"Hago todos los días mi "ratito" de oración: ¡si no fuera por eso!" (Camino, 106)

8 de marzo de 2024

ORIENTARSE


Evangelio (Mc 12, 28-34)


Se acercó uno de los escribas, que había oído la discusión y, al ver lo bien que les había respondido, le preguntó: ¿Cuál es el primero de todos los mandamientos?


Jesús respondió: El primero es: Escucha, Israel, el Señor Dios nuestro es el único Señor; y amarás al Señor tu Dios con todo tu corazón y con toda tu alma y con toda tu mente y con todas tus fuerzas. El segundo es éste: Amarás a tu prójimo como a ti mismo. No hay otro mandamiento mayor que éstos.


Y le dijo el escriba: ¡Bien, Maestro! Con verdad has dicho que Dios es uno solo y no hay otro fuera de Él; y amarle con todo el corazón y con toda la inteligencia y con toda la fuerza y amar al prójimo como a sí mismo, vale más que todos los holocaustos y sacrificios.


Viendo Jesús que le había respondido con sensatez, le dijo: No estás lejos del Reino de Dios.


Y ninguno se atrevía ya a hacerle preguntas.


 PARA TU RATO DE ORACION 


A JESÚS le dirigieron muchas preguntas durante su paso por la tierra. En varias ocasiones lo hacían con el propósito de retorcer sus palabras. No eran interrogantes que respondiesen a un deseo sincero de conocer la verdad; simplemente les movía la envidia, el afán por tener algo de qué acusarle públicamente. Sin embargo, en el Evangelio también vemos a personas que se acercan al Señor con sencillez. Es el caso de un escriba que, al ver lo bien que respondía a las inquietudes de los fariseos y los saduceos, le planteó: «¿Cuál es el primero de todos los mandamientos?» (Mc 12,28). A diferencia de las preguntas anteriores, este escriba no se aproximó con malas intenciones. Deseaba obtener de aquel hombre tan sabio una respuesta para una cuestión crucial, que además era objeto de debate continuo entre los rabinos de la época. Un judío piadoso tenía que cumplir más de seiscientas normas. Por eso, podía ser lógico preguntarse cuál era el precepto que estuviese por encima de todos.

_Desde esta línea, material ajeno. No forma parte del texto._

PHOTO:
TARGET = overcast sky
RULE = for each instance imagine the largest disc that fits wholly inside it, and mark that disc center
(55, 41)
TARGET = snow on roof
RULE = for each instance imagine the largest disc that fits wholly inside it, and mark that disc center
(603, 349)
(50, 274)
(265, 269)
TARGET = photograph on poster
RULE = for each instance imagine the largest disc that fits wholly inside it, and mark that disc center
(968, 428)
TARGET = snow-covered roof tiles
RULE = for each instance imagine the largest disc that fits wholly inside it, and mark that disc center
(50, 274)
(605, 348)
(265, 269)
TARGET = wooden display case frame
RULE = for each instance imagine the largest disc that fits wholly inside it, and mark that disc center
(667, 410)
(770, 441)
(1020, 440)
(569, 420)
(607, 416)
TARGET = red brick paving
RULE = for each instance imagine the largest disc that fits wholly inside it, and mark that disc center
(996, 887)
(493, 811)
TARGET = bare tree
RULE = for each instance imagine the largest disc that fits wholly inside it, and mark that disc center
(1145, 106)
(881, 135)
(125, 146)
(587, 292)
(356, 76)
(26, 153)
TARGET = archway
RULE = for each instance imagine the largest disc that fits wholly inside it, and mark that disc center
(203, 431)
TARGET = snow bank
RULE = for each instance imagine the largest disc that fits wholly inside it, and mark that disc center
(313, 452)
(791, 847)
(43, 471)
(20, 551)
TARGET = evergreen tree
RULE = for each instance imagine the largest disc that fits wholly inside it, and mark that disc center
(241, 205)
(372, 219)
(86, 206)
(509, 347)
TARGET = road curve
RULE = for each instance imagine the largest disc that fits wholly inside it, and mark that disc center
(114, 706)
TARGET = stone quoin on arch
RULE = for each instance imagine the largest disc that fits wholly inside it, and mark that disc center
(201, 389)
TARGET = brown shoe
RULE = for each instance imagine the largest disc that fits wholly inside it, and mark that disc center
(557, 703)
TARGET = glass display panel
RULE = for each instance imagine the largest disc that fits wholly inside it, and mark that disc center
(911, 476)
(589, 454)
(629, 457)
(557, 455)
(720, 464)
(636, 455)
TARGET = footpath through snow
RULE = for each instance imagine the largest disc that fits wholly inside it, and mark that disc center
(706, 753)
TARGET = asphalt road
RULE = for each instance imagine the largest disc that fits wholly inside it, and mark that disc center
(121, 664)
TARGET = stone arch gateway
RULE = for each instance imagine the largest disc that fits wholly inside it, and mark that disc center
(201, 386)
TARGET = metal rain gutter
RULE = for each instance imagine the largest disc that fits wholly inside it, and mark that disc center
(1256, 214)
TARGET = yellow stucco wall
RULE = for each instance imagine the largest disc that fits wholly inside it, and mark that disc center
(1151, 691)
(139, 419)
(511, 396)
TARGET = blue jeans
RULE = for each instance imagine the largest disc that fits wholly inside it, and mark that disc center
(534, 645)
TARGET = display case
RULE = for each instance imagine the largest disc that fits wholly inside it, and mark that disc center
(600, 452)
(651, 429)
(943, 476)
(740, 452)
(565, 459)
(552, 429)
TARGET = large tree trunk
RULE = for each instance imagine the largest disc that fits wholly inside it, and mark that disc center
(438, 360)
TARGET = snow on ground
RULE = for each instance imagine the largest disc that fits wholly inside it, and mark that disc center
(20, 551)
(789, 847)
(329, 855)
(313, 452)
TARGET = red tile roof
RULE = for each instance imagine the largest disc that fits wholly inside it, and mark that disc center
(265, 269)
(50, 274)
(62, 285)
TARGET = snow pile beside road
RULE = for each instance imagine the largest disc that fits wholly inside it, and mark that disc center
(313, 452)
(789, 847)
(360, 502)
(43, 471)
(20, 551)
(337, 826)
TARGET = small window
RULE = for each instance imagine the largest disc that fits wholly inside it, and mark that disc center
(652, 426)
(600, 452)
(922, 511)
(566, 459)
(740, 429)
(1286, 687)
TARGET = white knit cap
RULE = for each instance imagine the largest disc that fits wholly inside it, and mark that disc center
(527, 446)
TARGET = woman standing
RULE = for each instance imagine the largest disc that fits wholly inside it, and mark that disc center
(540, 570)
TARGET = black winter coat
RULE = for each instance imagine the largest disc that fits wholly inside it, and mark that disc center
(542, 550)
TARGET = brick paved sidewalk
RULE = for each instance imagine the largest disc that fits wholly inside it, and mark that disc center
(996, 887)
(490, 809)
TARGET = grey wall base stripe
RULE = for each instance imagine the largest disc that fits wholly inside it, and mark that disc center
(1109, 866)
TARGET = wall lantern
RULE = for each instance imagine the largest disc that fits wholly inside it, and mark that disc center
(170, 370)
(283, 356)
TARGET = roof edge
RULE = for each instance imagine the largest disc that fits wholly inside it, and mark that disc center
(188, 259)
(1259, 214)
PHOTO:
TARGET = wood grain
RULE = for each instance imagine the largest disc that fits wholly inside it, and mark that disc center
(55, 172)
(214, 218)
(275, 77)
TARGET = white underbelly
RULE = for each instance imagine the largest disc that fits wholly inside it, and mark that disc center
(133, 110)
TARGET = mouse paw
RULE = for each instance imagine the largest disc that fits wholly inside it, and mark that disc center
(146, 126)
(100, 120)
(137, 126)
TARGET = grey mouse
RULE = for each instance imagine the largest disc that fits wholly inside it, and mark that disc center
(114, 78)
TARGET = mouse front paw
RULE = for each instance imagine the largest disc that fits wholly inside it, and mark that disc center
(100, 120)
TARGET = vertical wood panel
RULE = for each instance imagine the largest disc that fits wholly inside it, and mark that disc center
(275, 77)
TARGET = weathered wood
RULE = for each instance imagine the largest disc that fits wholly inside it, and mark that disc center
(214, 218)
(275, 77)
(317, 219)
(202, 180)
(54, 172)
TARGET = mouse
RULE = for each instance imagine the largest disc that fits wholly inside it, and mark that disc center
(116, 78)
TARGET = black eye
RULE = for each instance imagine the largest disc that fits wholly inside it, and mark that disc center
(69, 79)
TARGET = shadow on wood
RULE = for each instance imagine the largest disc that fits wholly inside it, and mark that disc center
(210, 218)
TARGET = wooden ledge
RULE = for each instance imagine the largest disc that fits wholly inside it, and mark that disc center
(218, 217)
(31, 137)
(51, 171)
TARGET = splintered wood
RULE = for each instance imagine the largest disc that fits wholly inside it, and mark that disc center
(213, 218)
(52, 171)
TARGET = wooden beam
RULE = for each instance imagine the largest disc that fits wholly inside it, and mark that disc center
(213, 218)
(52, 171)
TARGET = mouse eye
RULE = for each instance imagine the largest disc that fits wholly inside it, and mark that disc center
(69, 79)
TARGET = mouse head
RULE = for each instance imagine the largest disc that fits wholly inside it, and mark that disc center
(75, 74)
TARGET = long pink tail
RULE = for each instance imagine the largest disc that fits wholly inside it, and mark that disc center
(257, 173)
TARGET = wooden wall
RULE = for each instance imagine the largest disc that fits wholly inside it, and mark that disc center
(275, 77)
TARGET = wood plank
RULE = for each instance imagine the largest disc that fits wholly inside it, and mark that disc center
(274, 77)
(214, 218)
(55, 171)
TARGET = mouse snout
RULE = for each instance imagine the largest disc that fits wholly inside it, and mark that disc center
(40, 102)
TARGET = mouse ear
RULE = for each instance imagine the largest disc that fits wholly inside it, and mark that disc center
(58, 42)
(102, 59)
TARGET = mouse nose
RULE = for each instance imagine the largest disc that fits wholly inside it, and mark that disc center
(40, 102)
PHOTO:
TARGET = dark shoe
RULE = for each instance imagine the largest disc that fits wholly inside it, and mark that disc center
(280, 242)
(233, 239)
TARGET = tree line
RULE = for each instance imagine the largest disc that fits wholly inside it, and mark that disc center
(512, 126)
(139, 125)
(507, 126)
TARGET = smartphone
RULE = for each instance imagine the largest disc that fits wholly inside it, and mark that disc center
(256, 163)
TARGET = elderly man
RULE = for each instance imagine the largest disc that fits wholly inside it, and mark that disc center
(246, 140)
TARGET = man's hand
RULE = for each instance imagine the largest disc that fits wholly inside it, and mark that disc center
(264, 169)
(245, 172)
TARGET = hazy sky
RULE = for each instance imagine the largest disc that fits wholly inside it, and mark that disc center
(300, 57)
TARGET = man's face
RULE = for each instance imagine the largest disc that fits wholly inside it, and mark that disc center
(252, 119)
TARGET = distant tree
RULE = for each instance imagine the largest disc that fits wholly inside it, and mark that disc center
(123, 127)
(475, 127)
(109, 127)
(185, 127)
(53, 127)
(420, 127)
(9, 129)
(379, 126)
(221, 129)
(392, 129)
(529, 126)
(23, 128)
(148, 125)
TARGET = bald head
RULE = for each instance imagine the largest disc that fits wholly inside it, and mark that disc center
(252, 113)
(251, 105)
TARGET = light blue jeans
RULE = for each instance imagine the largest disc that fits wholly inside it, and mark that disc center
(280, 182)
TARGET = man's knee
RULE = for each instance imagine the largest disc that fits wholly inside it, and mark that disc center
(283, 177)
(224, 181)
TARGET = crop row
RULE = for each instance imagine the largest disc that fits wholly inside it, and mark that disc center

La actitud sincera de este escriba puede inspirar la misión de los cristianos hoy en día. Él fue testigo de las maravillas de Jesús, y su trabajo consistía precisamente en contar los hechos tal como sucedieron. Su testimonio, libre de prejuicios, debió de ayudar a que muchos de sus contemporáneos rompieran las barreras que les separaba del Señor. Él nos muestra que para acercarse a Jesús no hay que aferrarse a preconcepciones, ni tampoco buscarle para afirmar un punto de vista elaborado previamente. «El pecado de los fariseos –escribió san Josemaría– no consistía en no ver en Cristo a Dios, sino en encerrarse voluntariamente en sí mismos; en no tolerar que Jesús, que es la luz, les abriera los ojos»[1]. Para poder escucharle es necesario mantener una disposición abierta para ir transformando nuestros propios juicios a partir del brillo de su palabra salvadora.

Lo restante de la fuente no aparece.